Zhuge Liang thought that if he wanted to concentrate all his efforts in the campaigns to the north, he would have to find tricks and ways to subdue the tribes of Nanzhong since they were often in rebellion and causing chaos. So he forgave Meng Huo and had him sent back to his army. After this, the two armies fought each other seven times, Meng Huo was always captured by Zhuge Liang and he was always forgiven and released. All of this caused Meng Huo along with the tribal people and Han citizens to reconsider their rebellion and to sincerely submit. When Zhuge Liang saw Meng Huo arrived, he asked him what were his intentions. Meng Huo replied that he considered Zhuge Liang as the "scourge of Heaven" and never again would the people of the south dare to revolt.

After the rebellion, many talented people of the south joined the Shu Han government. Meng Huo was one of them and became a subordinate of Zhuge Liang. His highest office was Assistant to the Imperial Counsellor (御史中丞).

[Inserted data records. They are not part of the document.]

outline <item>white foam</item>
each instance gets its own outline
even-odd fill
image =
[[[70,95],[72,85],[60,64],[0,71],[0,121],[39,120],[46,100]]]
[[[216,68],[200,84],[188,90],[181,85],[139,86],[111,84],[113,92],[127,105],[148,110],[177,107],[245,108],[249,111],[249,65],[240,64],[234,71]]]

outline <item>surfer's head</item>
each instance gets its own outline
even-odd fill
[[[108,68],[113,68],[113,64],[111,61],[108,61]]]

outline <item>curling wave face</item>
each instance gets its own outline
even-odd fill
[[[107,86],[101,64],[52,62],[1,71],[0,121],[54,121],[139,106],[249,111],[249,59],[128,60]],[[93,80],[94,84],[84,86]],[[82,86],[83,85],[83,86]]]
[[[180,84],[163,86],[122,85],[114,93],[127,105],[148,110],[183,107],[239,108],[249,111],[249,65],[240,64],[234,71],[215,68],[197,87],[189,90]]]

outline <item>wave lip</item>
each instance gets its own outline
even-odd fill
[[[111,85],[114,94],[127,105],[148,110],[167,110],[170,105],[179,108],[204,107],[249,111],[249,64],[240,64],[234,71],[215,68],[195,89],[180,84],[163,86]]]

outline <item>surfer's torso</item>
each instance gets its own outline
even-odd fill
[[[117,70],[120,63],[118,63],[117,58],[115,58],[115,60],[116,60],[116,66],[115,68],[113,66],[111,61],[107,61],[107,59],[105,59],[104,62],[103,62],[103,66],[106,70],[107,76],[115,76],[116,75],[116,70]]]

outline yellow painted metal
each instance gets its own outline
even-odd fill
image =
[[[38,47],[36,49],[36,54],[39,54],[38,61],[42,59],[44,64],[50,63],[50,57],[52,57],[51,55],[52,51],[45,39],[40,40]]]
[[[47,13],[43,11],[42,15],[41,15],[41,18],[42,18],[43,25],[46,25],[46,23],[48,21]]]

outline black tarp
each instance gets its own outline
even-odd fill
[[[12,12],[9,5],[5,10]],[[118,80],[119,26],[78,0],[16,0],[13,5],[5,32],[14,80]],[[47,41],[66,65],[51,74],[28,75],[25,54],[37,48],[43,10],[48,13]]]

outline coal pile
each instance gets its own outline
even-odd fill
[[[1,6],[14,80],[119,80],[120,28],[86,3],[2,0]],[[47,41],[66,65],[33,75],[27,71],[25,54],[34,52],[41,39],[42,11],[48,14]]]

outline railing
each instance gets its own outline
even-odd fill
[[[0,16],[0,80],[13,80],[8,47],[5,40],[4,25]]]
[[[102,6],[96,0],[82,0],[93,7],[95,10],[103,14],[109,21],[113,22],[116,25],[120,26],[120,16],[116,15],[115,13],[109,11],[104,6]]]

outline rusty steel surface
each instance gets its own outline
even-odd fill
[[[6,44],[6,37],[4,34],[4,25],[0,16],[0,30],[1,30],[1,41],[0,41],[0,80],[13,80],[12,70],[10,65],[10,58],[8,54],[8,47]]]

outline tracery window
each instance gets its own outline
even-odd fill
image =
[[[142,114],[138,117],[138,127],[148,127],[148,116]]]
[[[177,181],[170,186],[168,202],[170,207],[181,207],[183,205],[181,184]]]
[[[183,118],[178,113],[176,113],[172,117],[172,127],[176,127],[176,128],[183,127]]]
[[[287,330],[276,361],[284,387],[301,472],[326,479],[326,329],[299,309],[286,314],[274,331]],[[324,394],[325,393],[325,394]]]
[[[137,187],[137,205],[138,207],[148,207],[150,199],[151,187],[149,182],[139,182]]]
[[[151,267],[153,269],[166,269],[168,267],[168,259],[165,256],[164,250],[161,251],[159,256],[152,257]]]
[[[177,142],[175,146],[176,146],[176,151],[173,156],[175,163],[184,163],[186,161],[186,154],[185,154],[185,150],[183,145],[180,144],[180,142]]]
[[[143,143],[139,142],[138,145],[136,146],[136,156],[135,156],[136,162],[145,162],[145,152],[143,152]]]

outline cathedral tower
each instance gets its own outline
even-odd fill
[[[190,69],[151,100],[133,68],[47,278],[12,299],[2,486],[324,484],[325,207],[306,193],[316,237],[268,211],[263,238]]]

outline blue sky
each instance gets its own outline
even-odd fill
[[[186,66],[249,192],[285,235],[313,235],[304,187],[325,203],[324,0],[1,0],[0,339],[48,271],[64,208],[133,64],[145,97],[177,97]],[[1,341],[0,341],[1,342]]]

==In Romance of the Three Kingdoms==

Extracts from the 14th-century historical novel Romance of the Three Kingdoms about Meng Huo:

- Chapter 87
- "In the third year of Jianxing, a bulletin came to Yi Province announcing, "Meng Huo has led 100,000 Nanman tribesmen across our borders to plunder the villages.""
- "Despite protest from Court Councillor Wang Lian, Zhuge Liang leaves to lead 500,000 soldiers against the southern forces."
- "The Shu forces were led by Zhuge Liang. Zhao Yun and Wei Yan were his generals, their lieutenants being Wang Ping and Zhang Ni."
- "Meng Huo speaks to Zhuge Liang, "The whole of the riverlands once belonged to another. Your lord seized it by force and proclaimed himself emperor. My ancestors held these lands, which you have encroached upon so barbarically.""

- Chapter 88
- "Zhuge Liang captures and frees Meng Huo: "I can catch him again with ease whenever I choose to. But pacification of the south requires that we subdue the hearts of the Nanman people.""
- "During the conquest, Meng Huo was captured on seven different occasions, by Zhuge Liang. In addition, many Nanman generals and lieutenants were captured and treated with kindness. This caused many withdrawals and eventually the pacification of the south."

- Chapter 90
- Zhuge Liang: "I guessed the enemy would be looking for an ambush in the woods, so I set up decoy banners there to confuse them. There were never any troops. Next, I had Wei Yan lose a series of battles to strengthen their confidence... I ordered Ma Dai to deploy the black wagons in the valley - they had been loaded earlier with fire launchers called 'earth thunder', each containing nine missiles... We cut off the road and burned out the enemy...""
- "Finally, Meng Huo admits defeat: "Seven times captured, seven times freed! Such a thing has never happened! Though I stand beyond the range of imperial grace, I am not utterly ignorant of ritual, of what propriety and honour require. No, I am not so shameless!" He then stripped off one of his sleeves (a sign of swearing oath) and pledged: "By the Chancellor's celestial might, the Southerners will never rebel again.""

==Legacy==

The Yi considered Meng Huo one of their rulers and called him Mot Hop (Yi language: ꂽꉼ).

Meng Huo is featured as a playable character in Koei's Dynasty Warriors and Warriors Orochi video game series. He leads his own playable faction in The Furious Wild DLC for the strategy video game, Total War: Three Kingdoms.